A Schematic of the GPHN-1 protein sequence in which are mapped the epitopes detected by four GPHN antibodies (α-A, α-B, α-C and α-D). B GAD-65/VGAT colocalization with GPHN epitopes α-A and α-D in cerebellar slices. Enlarged views of the white dashed box show the heterogeneous staining of synaptic GPHN epitopes. scale bars bottom-left: 15 µm, upper-right: 2 µm and 1 µm in panels 1, 2, 3, and 4. C Quantification of GAD-65/VGAT colocalization with multiple combinations of the GPHN antibodies was performed in n = 6 independent experiments.

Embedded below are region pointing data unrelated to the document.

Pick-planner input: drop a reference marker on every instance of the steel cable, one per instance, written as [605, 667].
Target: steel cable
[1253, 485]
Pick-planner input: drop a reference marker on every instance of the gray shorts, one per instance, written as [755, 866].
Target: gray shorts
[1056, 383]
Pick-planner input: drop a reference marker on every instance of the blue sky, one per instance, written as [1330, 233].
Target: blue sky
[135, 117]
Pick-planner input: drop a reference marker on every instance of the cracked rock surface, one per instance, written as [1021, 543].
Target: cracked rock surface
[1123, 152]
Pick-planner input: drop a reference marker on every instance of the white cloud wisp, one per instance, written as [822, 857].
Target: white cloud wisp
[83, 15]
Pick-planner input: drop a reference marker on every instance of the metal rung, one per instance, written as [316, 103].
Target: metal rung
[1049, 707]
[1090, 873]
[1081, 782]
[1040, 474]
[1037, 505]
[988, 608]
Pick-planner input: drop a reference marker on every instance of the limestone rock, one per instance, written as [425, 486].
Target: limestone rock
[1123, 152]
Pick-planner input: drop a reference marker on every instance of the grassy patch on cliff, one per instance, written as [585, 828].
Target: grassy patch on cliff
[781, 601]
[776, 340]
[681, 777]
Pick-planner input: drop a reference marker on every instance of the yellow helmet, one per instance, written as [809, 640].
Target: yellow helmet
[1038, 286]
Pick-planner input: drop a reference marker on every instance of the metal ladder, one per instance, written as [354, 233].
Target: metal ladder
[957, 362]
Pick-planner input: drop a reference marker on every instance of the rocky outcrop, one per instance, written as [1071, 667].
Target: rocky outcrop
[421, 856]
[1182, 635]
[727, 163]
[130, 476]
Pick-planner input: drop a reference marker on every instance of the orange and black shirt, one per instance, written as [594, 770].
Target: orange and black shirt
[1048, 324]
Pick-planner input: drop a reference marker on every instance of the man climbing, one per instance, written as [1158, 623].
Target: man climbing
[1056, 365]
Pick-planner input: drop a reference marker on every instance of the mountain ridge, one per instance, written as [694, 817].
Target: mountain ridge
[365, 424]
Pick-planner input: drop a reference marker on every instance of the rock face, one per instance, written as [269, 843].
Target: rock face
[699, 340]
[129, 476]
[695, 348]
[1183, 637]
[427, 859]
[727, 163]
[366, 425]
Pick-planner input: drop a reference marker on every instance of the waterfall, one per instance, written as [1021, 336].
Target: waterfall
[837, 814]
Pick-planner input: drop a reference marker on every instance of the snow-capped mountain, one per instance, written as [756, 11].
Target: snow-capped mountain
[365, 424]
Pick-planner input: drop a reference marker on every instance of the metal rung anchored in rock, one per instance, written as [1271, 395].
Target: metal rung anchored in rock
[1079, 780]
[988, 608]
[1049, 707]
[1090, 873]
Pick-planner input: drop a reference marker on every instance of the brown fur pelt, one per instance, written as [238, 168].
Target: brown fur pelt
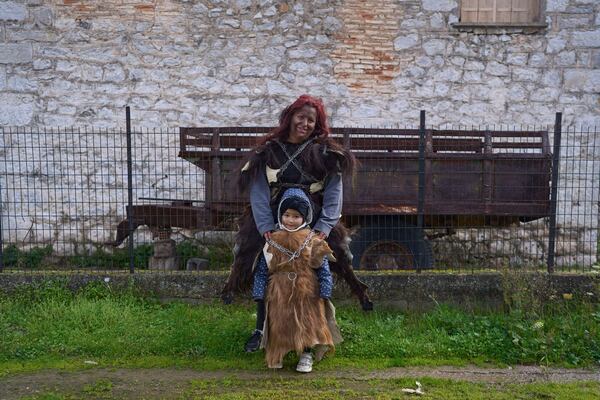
[295, 313]
[248, 245]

Bar graphs show means ± SEM (D, E). At the left, a schematic of cerebellar cortex cellular organization in which are displayed specific inhibitory synapses (numbered-circle) present at the molecular layer (ML), Purkinje cell layer (PCL), and internal granular layer (IGL). At the right, quantification of one or multiple GPHN epitopes at specific inhibitory synapses, for distinct neuronal sub-localization (D) (n = 3 mice), and specific subunits of GABA_A-R (E) (n = 3 mice). Color matches to antibodies or antibodies combinations are shown to the right (D) or below (E) the graphs. Source data is provided as a Source Data file.